Sally Elmiger, 54, joined Carlisle/Wortman in 1999. She received a master’s degree in landscape architecture from the school of natural resources and environment at the University of Michigan, specializing in environmental design and land conservation.  In addition to providing continuing services, she contributes expertise in environmental planning, historic preservation, site design and recreation planning to many client projects.  Elmiger lives in Plymouth.

Ben Carlisle

Ben Carlisle

Ben Carlisle, 36, joined the firm in 2011 as a community planner after 10 years working in the Chicago area for local government and as a planning consultant. He serves numerous Washtenaw and Oakland County clients including the cities of Troy and Ann Arbor. He received a bachelor’s degree in urban planning at Miami University and a master’s degree in urban and regional planning from University of Illinois-Chicago.   Carlisle is also the Region IV representative to the AICP Commission of the American Planning Association.  He lives in Ann Arbor.

 

CWA staff includes three past presidents of the Michigan Association of Planning

Group-small-shadowCarlisle/Wortman Associates is home to three past presidents of the Michigan Association of Planning: Dick Carlisle, Dave Scurto and Paul Montagno.

CWA President Dick Carlisle served on the MAP board from 1995 to 2002 and as president in 2000 and 2001. During that time, the Michigan Society of Planning Officials (MSPO), an organization of citizen planners — planning commissioners and zoning board members – merged with the Michigan chapter of the American Planning Association, which represented professional planners.

“I was vice president during the merger negotiations then became the first president of the newly merged organization, facing the challenges of that blended board,” Carlisle said.

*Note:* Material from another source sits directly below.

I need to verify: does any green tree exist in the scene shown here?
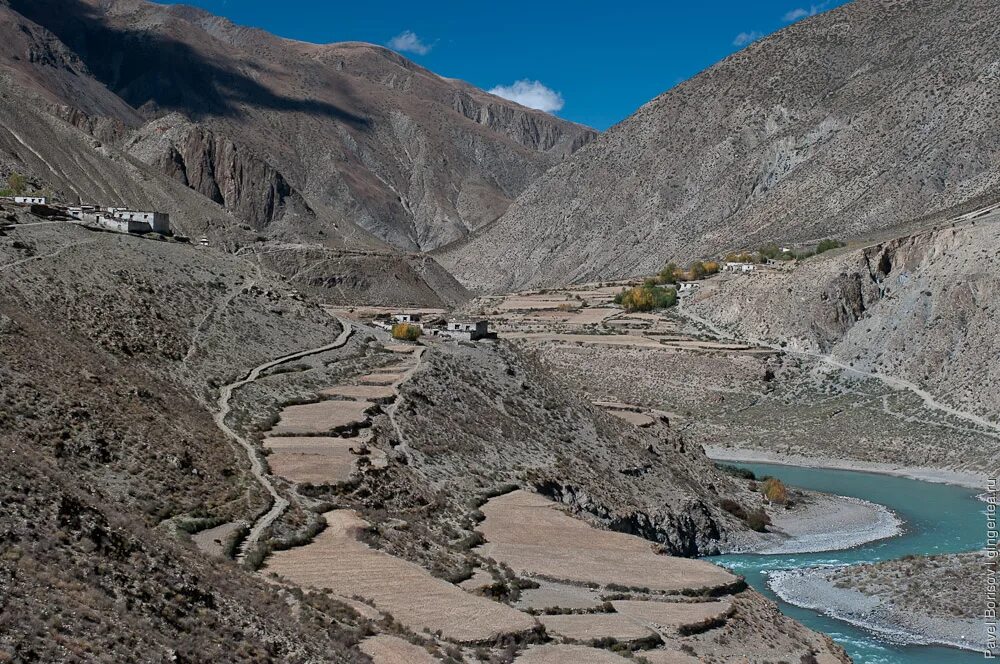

Dave Scurto was on the board from 2004 to 2011, serving as president in 2009-2010.

“The merged organizations had remarkable resources,” Scurto said. “We had 5,000 dues-paying members. We had a full time executive director and other staff. We were and are one of the largest chapters of the American Planning Association, which has helped give us a greater voice with APA.” During Scurto’s tenure, the MAP board extended its outreach, including a multi-day member event in Sault Ste. Marie and the creation of a social equity committee to encourage communities to make sure their plans are fair and just for all.

Paul Montago began his service to MAP prior to joining Carlisle/Wortman this year. He’s been on the board since 2010 and was president in 2013-2014.

“MAP establishes land use policies that members can use to inform and guide their plans,” Montagno said. “During my tenure on the board we worked hard to close the loop between MAP policies and our legislative advocacy. We also dove deep into the often fractious relationship between planners and real estate developers, resulting in some valuable sessions at MAP’s spring and fall conferences.”

“No other Michigan planning firm has three MAP past presidents on staff,” said the organization’s executive director, Andrea Brown, “But Carlisle/Wortman’s service to our organization goes far beyond this unique record. They are an elevated corporate member of the association, sponsoring our events and providing training and conference speakers and editorial content for our publications. We deeply appreciate all they do for the organization.”